Yeah, I know; we all have gripes and complaints. The difference is I get to bray about mine in silly columns like this one. You don’t.

Let’s begin with the idiots we all see speeding up when the light turns from green to yellow instead of slowing to make a safe, smooth, non-lethal stop.

The first bonehead of which I speak did exactly that just north of the York interchange. This mouth breather, behind the wheel of a great testosterone dripping pickup and worse, dragging a fifth-wheel lowboy trailer loaded with a ponderous piece of construction equipment, fairly raced by on my left.

Still, despite his best effort on the accelerator this bozo missed the yellow caution entirely and blasted through the stop light on all red. Obviously this mouth breather was completely willing to kill you or me or a whole family to avoid a few moments of rest at a red light.

As we approached, the yellow flasher that is installed way back from the actual traffic light to give motorists plenty of warning a change is imminent was going off like a banshee. I could not have avoided seeing it and neither could he.

How did I know to a certainty this driver was a he? Easy, ladies are much too intelligent and evolved to so selfishly and intentionally place fellow occupants of the planet in harm’s way.

And here’s another entry from my list of annoyances; pickup trucks all souped up and noisy like a dang rail dragster.

Fellas, trucks are work vehicles. You load stuff in ‘em and pull stuff with ‘em and plow through mud with ‘em.

If you fancy a muscle car or, even better, a slinky, turbo sports car that eats tight curves like it’s on rails, then go find one because no matter how shiny it is, you look silly charging around hell bent for election pretending it’s not a damn truck.

I have a truck, too and I love it, but it would make a silly looking hot rod.

Moving to an entirely different complaint, where do you stand on the 10-cent coin?

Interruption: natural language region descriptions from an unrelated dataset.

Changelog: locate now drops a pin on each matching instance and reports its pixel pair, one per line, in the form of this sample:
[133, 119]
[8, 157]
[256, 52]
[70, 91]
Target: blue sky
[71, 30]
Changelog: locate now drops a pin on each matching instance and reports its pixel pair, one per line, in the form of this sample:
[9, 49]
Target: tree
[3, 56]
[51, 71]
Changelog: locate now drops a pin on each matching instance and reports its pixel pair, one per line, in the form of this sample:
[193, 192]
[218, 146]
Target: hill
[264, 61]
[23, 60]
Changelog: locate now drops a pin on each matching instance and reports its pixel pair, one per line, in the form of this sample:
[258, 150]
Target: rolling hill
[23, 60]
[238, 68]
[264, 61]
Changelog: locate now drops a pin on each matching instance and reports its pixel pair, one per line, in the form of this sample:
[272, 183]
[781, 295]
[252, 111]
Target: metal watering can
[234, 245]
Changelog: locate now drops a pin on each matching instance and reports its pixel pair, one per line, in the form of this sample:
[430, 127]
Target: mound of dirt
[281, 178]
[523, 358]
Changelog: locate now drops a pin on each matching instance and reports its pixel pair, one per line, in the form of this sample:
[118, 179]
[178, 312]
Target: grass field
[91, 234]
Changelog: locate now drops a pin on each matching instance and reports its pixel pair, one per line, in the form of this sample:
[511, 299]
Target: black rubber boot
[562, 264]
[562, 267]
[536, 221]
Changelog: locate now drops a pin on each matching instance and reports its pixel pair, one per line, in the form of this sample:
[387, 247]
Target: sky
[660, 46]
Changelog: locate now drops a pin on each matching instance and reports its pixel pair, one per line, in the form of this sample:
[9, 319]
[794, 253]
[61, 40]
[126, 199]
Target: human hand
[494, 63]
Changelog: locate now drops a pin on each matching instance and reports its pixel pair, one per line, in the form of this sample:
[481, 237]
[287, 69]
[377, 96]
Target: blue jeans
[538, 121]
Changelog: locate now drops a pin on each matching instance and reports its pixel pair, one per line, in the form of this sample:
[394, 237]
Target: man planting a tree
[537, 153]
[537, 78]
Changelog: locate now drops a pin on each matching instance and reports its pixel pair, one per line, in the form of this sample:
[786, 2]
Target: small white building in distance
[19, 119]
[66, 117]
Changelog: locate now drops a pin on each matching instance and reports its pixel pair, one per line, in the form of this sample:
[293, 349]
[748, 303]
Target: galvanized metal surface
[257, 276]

Really, is there any good reason the common dime has to be so very much thinner than, say, a nickel? Even the lowly penny has more vertical stature in comparison to the coin of the realm’s 10-cent piece.

This was scarcely an issue before my attempt to revisit meat cutting as a career and ruined these gnarly, arthritis-afflicted fingers. First, I fell and fractured my left thumb, then made it worse by embarking on the ill-advised meat cutter redux.

Fishing car keys from jeans pockets is tough and tying a knot in fishing line is tougher, but for some reason a damn skinny dime frustrates and enrages me most of all.

Most often these days, at least for me, small annoyances are the worst annoyances.